One evening before midsummer, a sunset of rare beauty kindled above Ocean. For a timeless time clouds shone with rose and gold and every hue between, against a clear blue that slowly deepened toward purple. The waters breathed calm, giving back to heaven those changeable colors. Whenever it seemed the splendor was about to fade into that night which had already led forth the first eastern stars, fieriness broke free again. Entranced, folk throughout Ys swarmed onto the wall; their murmurs of wonder were as low as the sea’s.

Rufinus was one of them. He could have watched from the Polaris, but not as well. On his way, he knocked on the door of Tommaltach, who occupied rooms below his. Together they hastened by the shipyard and up the staircase there. Being important men, they won admission past the guards at the Raven Tower, away from the crowd and onto the stretch where the war engines were. Only a few Suffetes and ladies had done likewise. Those couples or individuals kept well apart, desirous of nothing except the miracle before them. The two comrades recognized Queens Bodilis and Tambilis at some distance, but did not venture greetings.

Finally glory smoldered away forever. People grew conscious of chill in the air and began to descend while they still had light. More and more stars trembled above inland hills. The western clouds had gone smoky.

“Ah, that was a sight of the Beyond, and I thank you for calling me to it,” Tommaltach said. “The flames of Mag Mell—though it may be what we have glimpsed is from somewhere greater, from One Who is above the Gods.”

Rufinus laughed. “You’re too serious for a young lad,” he answered. “Come along to my apartment and we’ll pour a stoup and be our proper, roisterous selves.”

Tommaltach’s vision strained into the gathering dusk. “Was Princess Dahut here to see? I do hope so.”

As they approached the Raven Tower, several men came from its door. They wore vestments above their clothes. It was not yet too dark to discern the features of Cynan, Verica, Maclavius, a few Ysans—and, in the lead, King Gratillonius, Father of the Mithraic congregation.

Feet halted.

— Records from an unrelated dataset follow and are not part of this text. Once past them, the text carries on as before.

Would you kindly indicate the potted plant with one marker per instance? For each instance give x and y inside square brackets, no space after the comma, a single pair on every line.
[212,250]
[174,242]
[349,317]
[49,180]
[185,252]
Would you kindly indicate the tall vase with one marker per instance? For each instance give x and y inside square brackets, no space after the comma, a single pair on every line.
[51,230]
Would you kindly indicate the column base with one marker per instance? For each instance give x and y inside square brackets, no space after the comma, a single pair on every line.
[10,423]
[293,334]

Rufinus and Tommaltach touched their brows. “Hail, lord,” they said. Gratillonius responded.

Rufinus’s teeth flashed in the blackness of his fork beard. “A pity this was a holy day of yours,” he remarked. Clearly it was, for ordinarily a believer would just say a prayer wherever he happened to be at nightfall. “While you were underground worshipping the sun, he gave the rest of us the most marvelous spectacle.”

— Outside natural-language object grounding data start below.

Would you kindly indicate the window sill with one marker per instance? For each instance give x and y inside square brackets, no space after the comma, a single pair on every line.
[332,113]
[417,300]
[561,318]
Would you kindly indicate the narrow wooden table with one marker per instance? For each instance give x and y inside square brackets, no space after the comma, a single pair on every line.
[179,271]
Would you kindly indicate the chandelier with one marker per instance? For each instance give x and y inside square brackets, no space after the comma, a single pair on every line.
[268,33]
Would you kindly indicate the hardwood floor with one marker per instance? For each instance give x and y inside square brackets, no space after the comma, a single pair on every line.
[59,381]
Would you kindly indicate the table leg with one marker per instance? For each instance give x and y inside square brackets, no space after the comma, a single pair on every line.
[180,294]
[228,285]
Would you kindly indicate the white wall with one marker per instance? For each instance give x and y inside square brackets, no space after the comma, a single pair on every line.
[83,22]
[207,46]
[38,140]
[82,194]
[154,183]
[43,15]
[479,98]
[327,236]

“’Twas Mithras we communed with,” Gratillonius reminded him, “and His light shone upon our souls.” A certain exaltation lingered in him. “My friend, if you would only listen—”

Rufinus shook his head. Pain edged his tones. “Nay, I’ll not pretend what is false… before you. Never can I be a communicant of your faith.”

“You’ve told me that erenow, but will not say why. Surely—”

“Never.”

Tommaltach quivered. “But I, sir!” burst from him. “I would try my best to understand.”

Gratillonius regarded him as closely as the dimness allowed. “Think well,” he said. “This is naught to trifle with.”

“Nor do I mean to.” Tommaltach’s voice had lost his usual confident cheer. “What I’ve been watching—Oh, but ’tis more than that. Since coming to Ys and knowing—you—well, the city, the world beyond, enough to see that I really know nothing—The gods of Ériu are far off, sir, and They seem so small.”

“Mock Them not. However—” Gratillonius smiled. He reached forth to clasp the Scotian’s arm. “Of course well talk, you and I, and if you come to believe in all honesty that Mithras is Lord, why, I myself will lead you into His mysteries,” said the father of Dahut.